The decision to promote Mbeki to the president-in-waiting before the elections was taken at the ANC’s national conference in December 1997. With the prospect of Mandela’s retirement from the political scene – and faced with media speculation about whether Mbeki was statesman enough to “fill his shoes” – much discussion focused on how Mbeki could be promoted as the man for the job.

Out of these discussions a two-part strategy was born, sources close to the process told the Mail & Guardian.

On one level Mbeki was promoted as heir to Mandela, and an intellectual and political philosopher of note via his sponsorship of the notion of the “African renaissance”.

The other part is what we are seeing in ANC campaigning: the image of Mbeki as the man who will lead the country through the next five years, when transformation will build on the transition of the Mandela years. The ANC is selling Mbeki’s political strengths, his wisdom, his humanity and his caring.

“All the qualities we are building our campaign around are there in the president,” says ANC representative Thabo Masebe. “We just needed to bring them out.”

Others are less sanguine, suggesting that a public persona has been constructed to supplement what Mbeki lacked. The memory is frequently invoked of Mbeki physically recoiling on television from the touch of a child during a special broadcast for World Aids Day.

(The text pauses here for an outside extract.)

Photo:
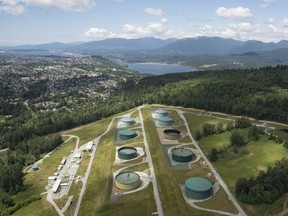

But since early last year, television watchers might have noted that Mbeki has handed over the keys to more houses that government has built than the rest of the ANC government put together; he has also opened more taps; he has connected more electricity; and presided over the creation of more jobs.

Mandela has more and more taken a back seat, relegated in election posters to teaching South Africans to do the “Madiba jive”.

The ANC’s elections committee decided that, after the formal launch of its campaign, all election material would feature Mbeki as party leader and president-in-waiting. He is smiling; he is confident; in some images a visionary of sorts, looking into an unspecified distance.

In contrast to the ANC’s confident campaigning, opposition parties appear to be more concerned with the shortcomings of the government than with their own strengths. The Inkatha Freedom Party wants to “make South Africa governable”.

The New National Party rallies under the slogan “Let’s Make South Africa Work”. For its part the Democratic Party is selling an image of defiance and is building its campaign around the personality of its leader. But here the guiding image has DP leader Tony Leon with his arms folded, a steely gaze in his eye as he looks out over the legend: “The guts to fight back”.

He looks more than a little like one of those World Wrestling Federation characters … the Corporate Avenger maybe.

But the problem for the opposition parties is that in the face of a governing party as powerful as the ANC, the slogans are open to misinterpretation.

Fight back? Against what? Democracy?

Governable? Like it was in the homelands era?